Y después de una pausa, añadió:
—Pues bien, no tengáis cuidado; si está allí, os la traeré; y si no está…
—¿Qué?… —preguntó con ansiedad Catalina.
—Pues si no está… para que me miréis otra vez como me mirabais hace un momento, para que me sonriáis como acabáis de hacerlo, para que me llaméis de nuevo querido Pitou y buen amigo, si la carta no está, iré a buscarla a París.
—¡Bondadoso y excelente corazón! —murmuró Catalina, siguiendo con los ojos a Pitou cuando se alejaba.
Después, desfallecida por aquella larga conversación, dejó caer la cabeza sobre la almohada.
A los diez minutos le habría sido imposible a la joven decirse a sí propia si lo que acababa de pasar era una realidad conocida por el uso de su razón, o un sueño producido por su delirio; pero sí estaba cierta de que una frescura vivificante y dulce circulaba desde su corazón hasta las extremidades más lejanas de sus miembros febriles y doloridos.
En el momento de atravesar Pitou por la cocina, la madre Billot levantó la cabeza.
La buena mujer no se había echado ni había dormido hacía tres días.
Durante ese tiempo no se levantó de aquella banqueta sepultada bajo la campana de la chimenea, desde la cual sus ojos podían ver por lo menos la puerta de la habitación de su hija, puesto que le estaba prohibido entrar en ella.
—¿Qué hay? —preguntó.
—La enferma está mejor, madre Billot —contestó el joven.
—Entonces, ¿adónde vas?
—A Villers-Cotterêts.
—Y, ¿qué tienes que hacer allí?
Pitou vaciló un instante, pues no era de esos que saben contestar oportunamente.
—¿Qué tengo que hacer allí?… —repitió para ganar tiempo.

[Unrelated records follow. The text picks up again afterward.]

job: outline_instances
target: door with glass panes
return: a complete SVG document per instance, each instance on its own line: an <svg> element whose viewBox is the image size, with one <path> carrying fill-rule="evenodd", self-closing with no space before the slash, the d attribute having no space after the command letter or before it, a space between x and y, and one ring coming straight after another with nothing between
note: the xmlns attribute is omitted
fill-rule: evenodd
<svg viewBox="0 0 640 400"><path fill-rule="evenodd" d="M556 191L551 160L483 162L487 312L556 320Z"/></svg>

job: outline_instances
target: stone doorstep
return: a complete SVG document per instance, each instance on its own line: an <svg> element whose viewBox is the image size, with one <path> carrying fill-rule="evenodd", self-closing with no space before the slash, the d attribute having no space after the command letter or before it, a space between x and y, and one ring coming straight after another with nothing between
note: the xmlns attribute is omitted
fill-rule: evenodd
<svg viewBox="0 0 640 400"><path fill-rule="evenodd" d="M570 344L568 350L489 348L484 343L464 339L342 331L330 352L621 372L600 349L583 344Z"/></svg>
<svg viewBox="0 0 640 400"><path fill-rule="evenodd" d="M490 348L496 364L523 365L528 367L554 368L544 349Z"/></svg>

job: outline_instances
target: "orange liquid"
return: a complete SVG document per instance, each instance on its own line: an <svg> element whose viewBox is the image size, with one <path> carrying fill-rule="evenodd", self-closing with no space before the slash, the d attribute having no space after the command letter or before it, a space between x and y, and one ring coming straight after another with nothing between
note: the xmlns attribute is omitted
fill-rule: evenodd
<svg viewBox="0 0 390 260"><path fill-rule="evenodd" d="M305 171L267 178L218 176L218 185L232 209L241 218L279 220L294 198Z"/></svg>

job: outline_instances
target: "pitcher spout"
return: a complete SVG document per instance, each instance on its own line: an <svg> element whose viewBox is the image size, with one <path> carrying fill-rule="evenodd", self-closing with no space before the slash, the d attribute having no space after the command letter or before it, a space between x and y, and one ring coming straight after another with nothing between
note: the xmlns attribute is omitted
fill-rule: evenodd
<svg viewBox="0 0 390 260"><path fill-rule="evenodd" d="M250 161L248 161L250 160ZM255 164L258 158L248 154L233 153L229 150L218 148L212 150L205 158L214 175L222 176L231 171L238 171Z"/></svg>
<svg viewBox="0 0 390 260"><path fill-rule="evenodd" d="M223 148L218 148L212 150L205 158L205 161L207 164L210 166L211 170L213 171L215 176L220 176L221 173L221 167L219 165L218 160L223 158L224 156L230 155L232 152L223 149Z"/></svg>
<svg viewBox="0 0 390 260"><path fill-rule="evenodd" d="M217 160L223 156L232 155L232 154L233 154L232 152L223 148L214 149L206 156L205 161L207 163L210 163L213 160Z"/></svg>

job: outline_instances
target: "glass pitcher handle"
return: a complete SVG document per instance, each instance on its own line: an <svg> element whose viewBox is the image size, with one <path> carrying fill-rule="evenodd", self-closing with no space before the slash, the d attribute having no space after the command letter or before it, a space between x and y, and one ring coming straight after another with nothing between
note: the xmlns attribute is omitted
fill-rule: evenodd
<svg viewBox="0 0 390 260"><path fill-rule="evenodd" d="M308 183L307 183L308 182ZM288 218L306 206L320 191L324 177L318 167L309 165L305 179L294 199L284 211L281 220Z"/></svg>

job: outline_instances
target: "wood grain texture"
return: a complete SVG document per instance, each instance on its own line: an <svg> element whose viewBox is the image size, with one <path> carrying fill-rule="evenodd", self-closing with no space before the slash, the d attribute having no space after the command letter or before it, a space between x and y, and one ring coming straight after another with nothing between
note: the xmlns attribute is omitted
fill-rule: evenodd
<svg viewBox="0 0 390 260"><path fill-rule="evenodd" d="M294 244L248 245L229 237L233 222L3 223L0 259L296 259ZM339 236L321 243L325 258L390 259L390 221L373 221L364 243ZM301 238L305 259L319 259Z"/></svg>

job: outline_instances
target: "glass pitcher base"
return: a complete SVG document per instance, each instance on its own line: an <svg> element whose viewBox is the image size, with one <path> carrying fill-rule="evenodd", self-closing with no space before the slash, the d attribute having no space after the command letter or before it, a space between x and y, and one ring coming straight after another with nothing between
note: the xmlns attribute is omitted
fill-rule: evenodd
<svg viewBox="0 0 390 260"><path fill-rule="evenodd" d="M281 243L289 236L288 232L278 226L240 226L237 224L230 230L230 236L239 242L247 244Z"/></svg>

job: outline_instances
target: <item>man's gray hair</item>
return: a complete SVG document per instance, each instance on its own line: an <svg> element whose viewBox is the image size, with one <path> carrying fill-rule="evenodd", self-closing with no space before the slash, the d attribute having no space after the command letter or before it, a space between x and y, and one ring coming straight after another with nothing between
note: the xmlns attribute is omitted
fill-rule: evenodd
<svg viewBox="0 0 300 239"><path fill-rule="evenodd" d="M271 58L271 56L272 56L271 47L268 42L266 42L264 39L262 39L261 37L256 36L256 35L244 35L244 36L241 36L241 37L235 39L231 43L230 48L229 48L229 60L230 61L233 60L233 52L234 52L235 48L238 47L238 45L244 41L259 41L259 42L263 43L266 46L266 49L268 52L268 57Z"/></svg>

—Sí —dijo la voz del padre Billot—, mi mujer te pregunta para que vas allí.
—Voy para avisar al doctor Raynal.
—¿No te dijo el doctor que no le avisaras sino en el caso que ocurriera algo nuevo?
—Pues bien —contestó el joven—, puesto que la señorita Catalina está mejor, me parece que esto es algo nuevo.
Sea que el padre Billot le pareciera parentoria la contestación de Pitou, o que no quisiera oponer dificultades a un hombre que al fin y al cabo le traía una buena noticia, no hizo ya ninguna otra observación respecto a la marcha de Pitou.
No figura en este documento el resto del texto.